The icing on this cake is that he gave that bastard a ticket. We watched in giddy avarice as he wrote it out and handed it to him, with his license. Apparently he was so concerned about his paintjob that he was taking up too much room away from his side of the wall and was officially to blame for the whole affair. I was late for work but smirking the whole rest of the day.

East Windsor Officer Rescued From Burning Patrol Car

By Mina Xavier, October 22, 2008 7:59 am

Officer Paul Wille is one lucky man.

The entire story, reported locally, can be found here.

While responding to a call for backup, Wille was headed south on Old York Road in Mercer County and lost control of his patrol car at a bend in the road. He slammed into a tree and a light pole before settling in a ditch.

What followed is a stunning example of personal heroism.

Lisa Scott had just begun eating dinner with her daughter, Shannon, and her daughter’s boyfriend, Terrence Nish, when they heard the crash. The three ran outside to find Wille unconscious and his car smoking.

Terry tried to get the door open, but it wouldn’t budge. Then smoke started coming out from under the hood and we started to panic,” Lisa Scott recalled. “Then a woman pulled up in a Suburban. Terry took the trailer hitch off her car and broke the (patrol car’s) window.

Their attempt to pull the officer from the wreckage was again hindered when the seatbelt could not be released. Wille regained consciousness long enough to hand over his utility knife, which Nish used to cut the belt and free him. As they pulled him through the window, flames were already consuming the passenger seat.

Nish and several others carried Wille to safety as ammunition in the car began to go off, setting the car ablaze with minor explosions from within.

They’re heroes. What they did was extraordinary. They got him out before the car exploded,” said Old York Road resident Frank Sparacino.
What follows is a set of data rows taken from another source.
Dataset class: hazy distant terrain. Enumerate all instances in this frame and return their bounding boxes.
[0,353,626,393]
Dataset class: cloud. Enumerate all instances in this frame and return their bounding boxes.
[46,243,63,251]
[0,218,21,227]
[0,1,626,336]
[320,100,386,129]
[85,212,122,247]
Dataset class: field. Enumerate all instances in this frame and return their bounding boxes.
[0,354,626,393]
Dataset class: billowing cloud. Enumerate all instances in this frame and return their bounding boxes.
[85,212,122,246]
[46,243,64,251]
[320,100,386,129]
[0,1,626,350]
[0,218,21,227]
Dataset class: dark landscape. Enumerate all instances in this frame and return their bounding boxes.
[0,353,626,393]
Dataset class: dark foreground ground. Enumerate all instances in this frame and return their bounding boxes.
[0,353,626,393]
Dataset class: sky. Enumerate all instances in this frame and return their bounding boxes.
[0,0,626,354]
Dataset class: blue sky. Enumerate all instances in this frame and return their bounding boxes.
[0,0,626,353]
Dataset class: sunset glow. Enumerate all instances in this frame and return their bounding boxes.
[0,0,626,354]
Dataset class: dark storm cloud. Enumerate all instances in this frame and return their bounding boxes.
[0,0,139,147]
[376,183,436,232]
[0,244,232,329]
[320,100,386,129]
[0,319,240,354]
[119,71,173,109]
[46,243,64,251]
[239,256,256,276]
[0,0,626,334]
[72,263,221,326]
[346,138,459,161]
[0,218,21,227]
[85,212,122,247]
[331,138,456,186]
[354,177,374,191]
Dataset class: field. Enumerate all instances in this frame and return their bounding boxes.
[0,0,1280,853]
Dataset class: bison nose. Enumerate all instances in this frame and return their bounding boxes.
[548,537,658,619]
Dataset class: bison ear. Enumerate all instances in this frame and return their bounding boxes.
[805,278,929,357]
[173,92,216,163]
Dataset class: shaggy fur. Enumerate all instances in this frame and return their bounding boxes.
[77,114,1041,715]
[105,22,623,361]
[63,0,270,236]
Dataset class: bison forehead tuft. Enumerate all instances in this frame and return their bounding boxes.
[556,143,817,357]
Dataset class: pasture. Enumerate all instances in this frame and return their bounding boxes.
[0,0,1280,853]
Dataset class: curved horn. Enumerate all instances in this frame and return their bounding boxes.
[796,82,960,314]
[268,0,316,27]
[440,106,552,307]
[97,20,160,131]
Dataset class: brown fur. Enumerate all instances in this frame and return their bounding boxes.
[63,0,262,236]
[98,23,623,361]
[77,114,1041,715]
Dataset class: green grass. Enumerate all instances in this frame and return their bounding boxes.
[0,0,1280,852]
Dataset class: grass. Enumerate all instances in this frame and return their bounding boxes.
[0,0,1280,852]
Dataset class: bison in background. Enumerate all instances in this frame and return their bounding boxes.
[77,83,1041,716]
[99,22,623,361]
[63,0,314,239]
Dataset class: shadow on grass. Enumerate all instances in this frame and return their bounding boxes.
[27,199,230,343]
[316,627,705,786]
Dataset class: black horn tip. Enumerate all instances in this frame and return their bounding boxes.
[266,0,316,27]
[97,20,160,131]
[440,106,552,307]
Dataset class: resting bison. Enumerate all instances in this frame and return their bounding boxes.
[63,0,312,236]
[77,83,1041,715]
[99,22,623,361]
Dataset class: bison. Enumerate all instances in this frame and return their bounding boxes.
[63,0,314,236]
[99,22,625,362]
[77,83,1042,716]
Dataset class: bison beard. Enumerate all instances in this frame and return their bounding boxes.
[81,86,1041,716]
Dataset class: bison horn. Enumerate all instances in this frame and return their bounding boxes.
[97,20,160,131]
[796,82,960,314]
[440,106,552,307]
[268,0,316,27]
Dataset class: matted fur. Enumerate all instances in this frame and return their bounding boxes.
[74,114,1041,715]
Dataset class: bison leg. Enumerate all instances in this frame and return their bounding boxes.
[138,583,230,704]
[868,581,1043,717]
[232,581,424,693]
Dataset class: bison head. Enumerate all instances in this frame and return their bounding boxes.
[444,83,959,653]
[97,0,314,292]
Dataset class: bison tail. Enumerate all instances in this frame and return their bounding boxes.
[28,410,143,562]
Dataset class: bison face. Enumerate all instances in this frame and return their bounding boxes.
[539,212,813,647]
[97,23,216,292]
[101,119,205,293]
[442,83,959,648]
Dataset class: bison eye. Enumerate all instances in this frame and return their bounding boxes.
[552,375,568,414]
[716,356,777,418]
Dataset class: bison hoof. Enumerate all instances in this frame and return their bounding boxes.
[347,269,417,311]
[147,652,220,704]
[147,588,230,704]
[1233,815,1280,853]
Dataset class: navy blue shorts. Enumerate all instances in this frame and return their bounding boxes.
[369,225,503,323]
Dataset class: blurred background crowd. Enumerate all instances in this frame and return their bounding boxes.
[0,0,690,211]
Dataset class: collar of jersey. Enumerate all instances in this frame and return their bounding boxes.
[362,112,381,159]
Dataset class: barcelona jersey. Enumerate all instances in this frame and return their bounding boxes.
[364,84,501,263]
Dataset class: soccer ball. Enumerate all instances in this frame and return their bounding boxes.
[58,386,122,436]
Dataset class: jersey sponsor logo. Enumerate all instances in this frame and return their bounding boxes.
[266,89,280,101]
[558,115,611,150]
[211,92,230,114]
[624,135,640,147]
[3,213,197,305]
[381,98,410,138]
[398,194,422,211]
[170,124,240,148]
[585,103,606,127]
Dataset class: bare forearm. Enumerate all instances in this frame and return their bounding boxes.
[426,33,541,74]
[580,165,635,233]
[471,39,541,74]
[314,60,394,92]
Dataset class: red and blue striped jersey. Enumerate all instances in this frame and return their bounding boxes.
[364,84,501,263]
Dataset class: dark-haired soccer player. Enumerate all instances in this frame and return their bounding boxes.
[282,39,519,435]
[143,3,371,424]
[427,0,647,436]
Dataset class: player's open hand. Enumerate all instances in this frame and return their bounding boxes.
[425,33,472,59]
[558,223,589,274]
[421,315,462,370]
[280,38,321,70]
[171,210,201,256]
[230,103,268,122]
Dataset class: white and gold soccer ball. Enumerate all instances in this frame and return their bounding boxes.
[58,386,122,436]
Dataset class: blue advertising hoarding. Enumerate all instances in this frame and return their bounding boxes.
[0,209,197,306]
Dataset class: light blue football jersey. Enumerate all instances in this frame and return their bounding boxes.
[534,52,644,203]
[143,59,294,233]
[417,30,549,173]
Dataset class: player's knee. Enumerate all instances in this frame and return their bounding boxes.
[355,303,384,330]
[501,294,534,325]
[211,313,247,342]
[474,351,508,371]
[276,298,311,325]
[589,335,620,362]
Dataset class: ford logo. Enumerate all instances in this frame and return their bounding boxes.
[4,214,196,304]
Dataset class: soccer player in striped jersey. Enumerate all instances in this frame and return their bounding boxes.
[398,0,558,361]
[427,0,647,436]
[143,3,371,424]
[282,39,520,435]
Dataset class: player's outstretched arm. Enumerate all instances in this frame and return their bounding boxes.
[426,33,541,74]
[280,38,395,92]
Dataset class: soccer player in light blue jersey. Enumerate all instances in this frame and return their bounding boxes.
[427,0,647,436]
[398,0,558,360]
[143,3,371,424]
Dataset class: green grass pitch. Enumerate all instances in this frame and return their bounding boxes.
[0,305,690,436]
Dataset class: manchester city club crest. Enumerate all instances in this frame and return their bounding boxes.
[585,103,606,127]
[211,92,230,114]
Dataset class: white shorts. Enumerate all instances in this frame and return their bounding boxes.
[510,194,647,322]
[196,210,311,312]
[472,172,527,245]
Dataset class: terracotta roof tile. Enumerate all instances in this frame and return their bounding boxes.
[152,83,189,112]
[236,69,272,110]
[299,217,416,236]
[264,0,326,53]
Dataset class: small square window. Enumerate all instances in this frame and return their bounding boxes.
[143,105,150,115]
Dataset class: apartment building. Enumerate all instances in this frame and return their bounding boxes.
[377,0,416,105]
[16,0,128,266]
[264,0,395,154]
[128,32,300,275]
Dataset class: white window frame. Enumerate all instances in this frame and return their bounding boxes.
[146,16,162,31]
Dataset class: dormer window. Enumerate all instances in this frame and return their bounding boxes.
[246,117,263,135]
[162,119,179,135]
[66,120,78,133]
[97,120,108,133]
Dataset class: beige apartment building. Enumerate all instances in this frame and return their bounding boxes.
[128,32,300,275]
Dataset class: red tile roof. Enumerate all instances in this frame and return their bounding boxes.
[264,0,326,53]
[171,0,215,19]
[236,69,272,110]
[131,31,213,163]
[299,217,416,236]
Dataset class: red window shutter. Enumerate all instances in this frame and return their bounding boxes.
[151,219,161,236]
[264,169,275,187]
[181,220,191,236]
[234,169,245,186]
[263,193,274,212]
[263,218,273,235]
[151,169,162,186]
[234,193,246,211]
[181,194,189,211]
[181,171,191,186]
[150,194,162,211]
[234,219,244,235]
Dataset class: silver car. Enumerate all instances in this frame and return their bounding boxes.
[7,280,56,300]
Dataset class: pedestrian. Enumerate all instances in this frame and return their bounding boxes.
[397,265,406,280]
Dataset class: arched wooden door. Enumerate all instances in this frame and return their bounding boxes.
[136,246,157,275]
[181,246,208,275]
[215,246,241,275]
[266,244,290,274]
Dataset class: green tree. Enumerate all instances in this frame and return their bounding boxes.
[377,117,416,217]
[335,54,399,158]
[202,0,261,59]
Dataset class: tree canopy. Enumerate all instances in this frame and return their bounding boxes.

My significant other is from a nearby neighborhood and he knows the area very well. After seeing it reported live on the news we decided to drive past the scene later that night. The powder was still on the pavement from the flares in the road and the smell of smoke and munitions discharge was still heavy in the air.

What moved me to bother blogging this story was the fact that these people had the presence of mind to act rather than flee danger. And after being met with two impediments — a jammed door and a stuck seatbelt — they still lingered within inches of harm to do what was needed to save a random stranger.

This incident has restored much of my faith in the authentic goodness of humanity.